In these days the COVID-19 pandemic has put on the table the importance of quickly closing the housing deficit also for health reasons. The greatest number of infections has occurred in poor housing. The context of 2020 requires a quick response to this structural problem of Argentine society.
- What progress did you make or what insights did you have about your problem through this process?
• Through the Fishbone Diagram (FD) I was able to have a better definition of the problem and was able to deconstruct it into small problems (see the graph above).
• Spending time defining the problem helped me focus and find realistic and innovative solutions more easily. Henry Ford used to say: “thinking is the most difficult job, perhaps that is why there are very few people who practice it.” It is also true in IPP.
• Learnings. The political authorization of the housing project has been suspended because COVID-19 and its impact in public revenues. I have only been able to advance in the analysis of different technical alternatives.
• Leads: I had the opportunity to meet and talk to Minister of Housing, Central Bank Director, CNV President and CNV Director and two external consultants.
• Current situation: Due to the effects of COVID-19, the project as originally envisioned is unlikely to be viable today. I have proposed the alternative of starting a pilot case, at the provincial or municipal level and requiring less fiscal resources.

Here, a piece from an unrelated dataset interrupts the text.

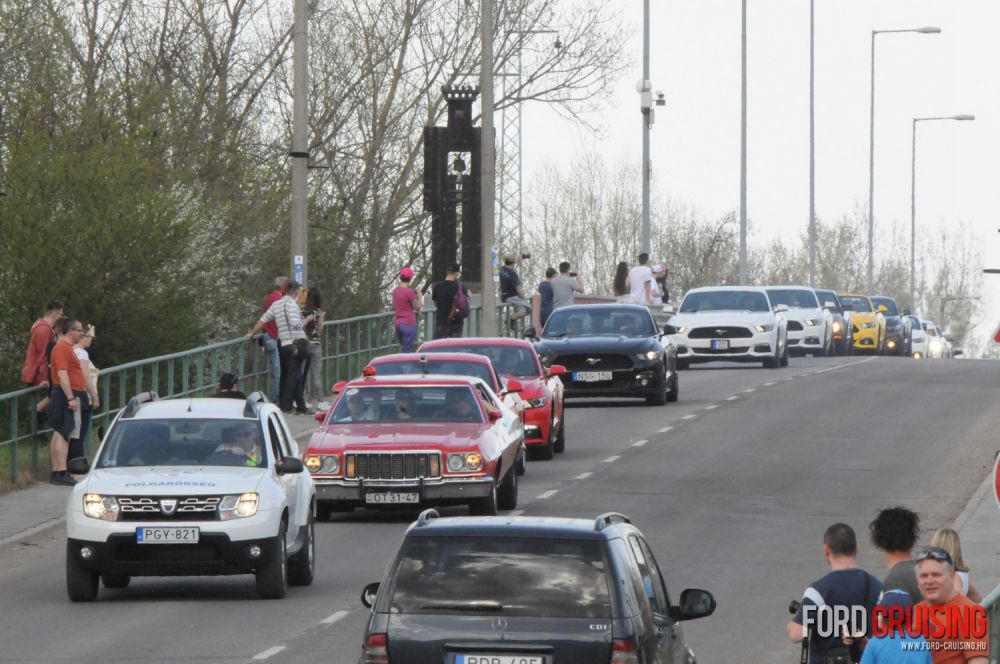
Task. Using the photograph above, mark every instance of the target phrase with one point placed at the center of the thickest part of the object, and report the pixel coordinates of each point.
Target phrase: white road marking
(270, 652)
(334, 617)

- What motivated you and how might this approach change (or not change) the way you tackle problems in the future.
In my position and with more than 30 years of public and private professional experience, it is very common to have the “pressure of the senior consultant”: to think that one must have an answer for everything. Believe that your own knowledge, your own experience and the knowledge of international best practices are the only way to go. Thanks to the IPP course I have discovered that it is false and unreal; now I focus on correctly identifying the problem, deconstructing it into small problems, asking more questions and listening more, being more open to my team, to the implementers, beneficiaries and users of the public policy. They know market failures and government failures better than most economists. I’m losing the fear of failing and I believe in learning by failing. I am understanding the importance of being humble, to rely less on my own knowledge and experience, and more confidence in the wisdom and experience of users, beneficiaries, and implementers in the field. If the goal is very difficult, then it could be easy to fail, but in the face of partial failure the greatest risk is to be paralyzed, lower your arms and give up. Action learning is testing, learning, adapting, and testing again. When the challenges are great and uncertain that is the only way to success, even if the results are not achieved or it takes longer to achieve.
- How are you using or will you use what you have learned in this course?

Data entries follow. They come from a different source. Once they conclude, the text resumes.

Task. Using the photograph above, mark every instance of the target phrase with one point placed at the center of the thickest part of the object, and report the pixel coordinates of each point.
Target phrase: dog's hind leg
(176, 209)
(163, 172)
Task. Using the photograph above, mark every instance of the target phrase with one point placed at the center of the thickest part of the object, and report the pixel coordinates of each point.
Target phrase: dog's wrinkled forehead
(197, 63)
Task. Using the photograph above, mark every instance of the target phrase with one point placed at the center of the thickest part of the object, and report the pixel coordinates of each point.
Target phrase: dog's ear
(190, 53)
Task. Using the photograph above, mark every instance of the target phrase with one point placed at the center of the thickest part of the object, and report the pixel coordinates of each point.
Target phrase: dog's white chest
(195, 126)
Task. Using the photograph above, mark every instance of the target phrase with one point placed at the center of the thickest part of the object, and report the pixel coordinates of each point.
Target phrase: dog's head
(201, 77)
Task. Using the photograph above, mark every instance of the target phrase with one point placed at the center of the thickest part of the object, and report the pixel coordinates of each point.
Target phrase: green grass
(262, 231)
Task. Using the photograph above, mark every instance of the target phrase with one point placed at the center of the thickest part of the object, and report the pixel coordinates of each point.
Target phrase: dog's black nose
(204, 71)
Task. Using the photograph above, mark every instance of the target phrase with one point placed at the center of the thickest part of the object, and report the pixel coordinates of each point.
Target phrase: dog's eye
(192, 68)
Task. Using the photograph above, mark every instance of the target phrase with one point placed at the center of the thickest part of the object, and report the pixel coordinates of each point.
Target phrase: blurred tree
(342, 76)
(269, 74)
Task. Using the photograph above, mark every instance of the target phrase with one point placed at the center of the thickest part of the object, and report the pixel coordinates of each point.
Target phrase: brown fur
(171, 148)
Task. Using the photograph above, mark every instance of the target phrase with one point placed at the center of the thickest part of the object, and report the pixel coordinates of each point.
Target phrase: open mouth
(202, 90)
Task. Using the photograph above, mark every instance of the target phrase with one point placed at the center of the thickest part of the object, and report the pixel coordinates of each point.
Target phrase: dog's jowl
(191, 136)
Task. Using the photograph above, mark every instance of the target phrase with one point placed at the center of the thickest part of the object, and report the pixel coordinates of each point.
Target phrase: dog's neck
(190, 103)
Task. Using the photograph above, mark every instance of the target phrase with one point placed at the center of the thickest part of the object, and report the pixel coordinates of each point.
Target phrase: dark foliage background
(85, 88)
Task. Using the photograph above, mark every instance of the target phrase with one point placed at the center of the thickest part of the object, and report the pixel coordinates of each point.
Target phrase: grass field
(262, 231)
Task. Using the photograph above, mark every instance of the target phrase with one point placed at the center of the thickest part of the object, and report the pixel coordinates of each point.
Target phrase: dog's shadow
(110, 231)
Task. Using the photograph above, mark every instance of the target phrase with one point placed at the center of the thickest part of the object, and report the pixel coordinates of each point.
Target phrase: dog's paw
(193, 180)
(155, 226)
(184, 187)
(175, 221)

As auxiliary tools of PDIA, the ones that have been most useful to me and that I am already using are:
• The Fishbone Diagram. I think it´s a simple, visual, easy to understand tool!
• The 5 Whys to Deconstruct a Problem.
• The Action Learning Check-In Spreadsheet. A great tool to monitor the IPP process: What did you do? What did you achieve? What did you learn? What´s next?
• The 4P Leadership: perception, projection, process and people.
• The Trust Triangle: authenticity, logic and empathy.
• The 4 Levels of Delegation.
• The 4 Steps of Team Working: forming, storming, norming and performing!
• The 2 Ways to Create the Conditions for Learning.
• Difficult Dialogues and 4 Tactical Ways to Managing Emotions.
- Do you have any words of wisdom to share with fellow PDIA practitioners around the world?
IPP is hard and requires a lot of work, energy, resources and political authorization. PDIA is a great instrument and useful for IPP and for life. Be prudent, select those battles that are worth fighting, share the weight and the risks of IPP with others and you will avoid being an “easy target”. Be humble, be open to other ideas, be strong, try to be focused and to stay in the middle: neither euphoric when IPP goes well, nor depressed when it gets stuck.